= EP Aviation =

Airline of the United States

EP Aviation based in McLean, Virginia, is an aviation company owned by Academi (formerly Blackwater Security). Assets may include an Embraer Super Tucano and 28 other aircraft including eight SA330J Puma and 14 Bell 412 helicopters. Blackwater has another affiliate known as Presidential Airways which also has a number of registered aircraft. The Pumas were former Bundespolizei and were purchased from HELOG. EP Aviation is active in Afghanistan and Iraq.

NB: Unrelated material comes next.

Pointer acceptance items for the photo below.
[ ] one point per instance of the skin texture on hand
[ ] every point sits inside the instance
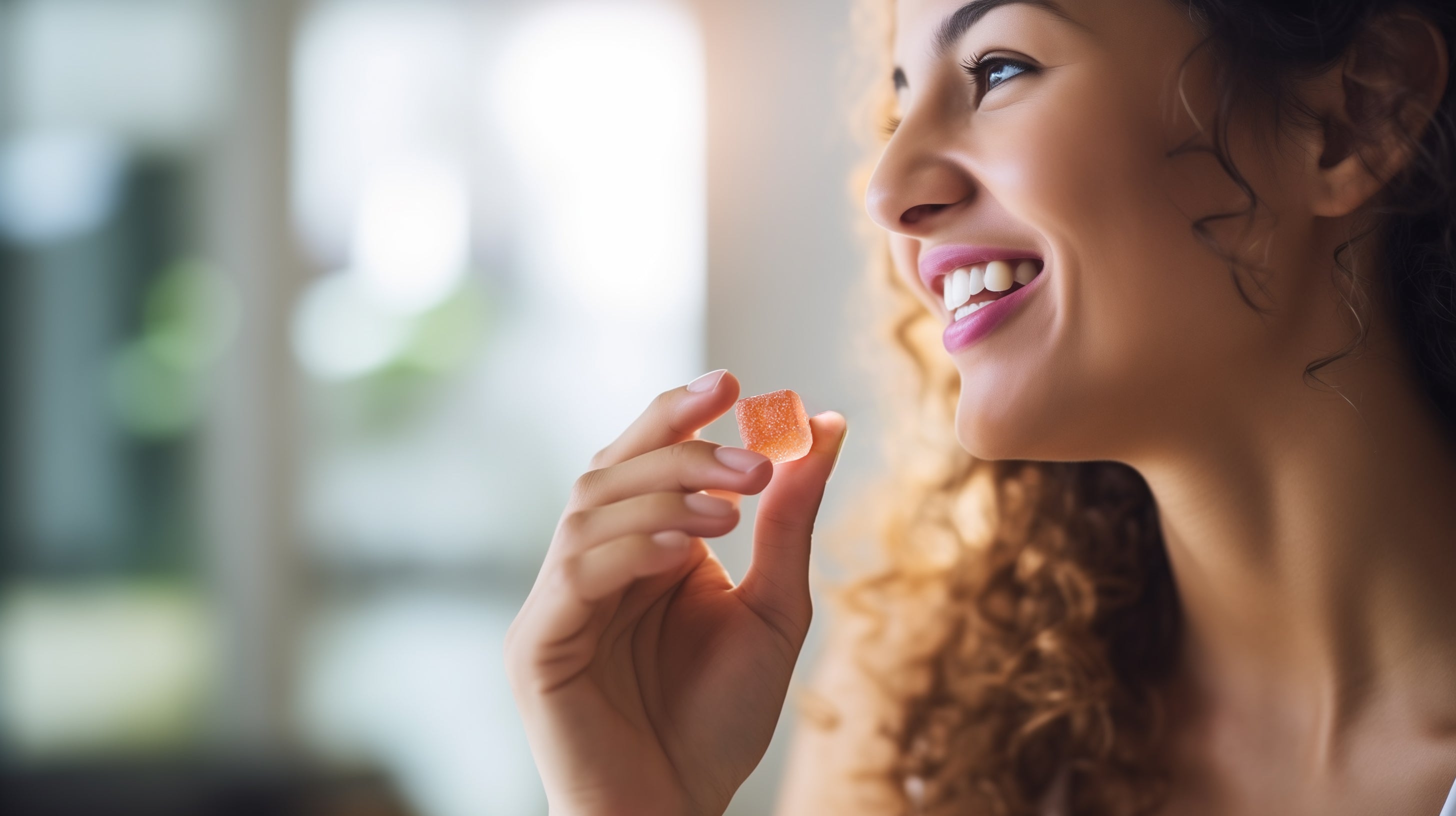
(648, 682)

EP Aviation is named for Blackwater's owner, Erik Prince.

==Fleet==
The EP Aviation fleet includes the following aircraft (as of August 2016):
EP Aviation Fleet
| Aircraft | In Fleet | Orders | Passengers | Notes |
| Bombardier Dash 8-100 | 4 | — | | |
| Total | 4 | | | |

The airline fleet also included the following aircraft (as of October 2011):
- 14 Bell 412 helicopters
- 3 Hughes/MD 369 "Little Bird" helicopters
- 4 Bell 214ST medium-lift helicopters
- 3 Fairchild Swearingen Merlin IIIC turboprop airliners
- 9 Aérospatiale Puma utility helicopters
- 1 Maule Air MT-7-235 STOL aircraft
- 1 Embraer EMB 314 Super Tucano counterinsurgency aircraft
- 1 Mooney M20E fixed wing aircraft.

==Incidents and accidents==

SA.330J (c/n 1358) N605R, ditched in an unknown location within Afghanistan around mid December 2008.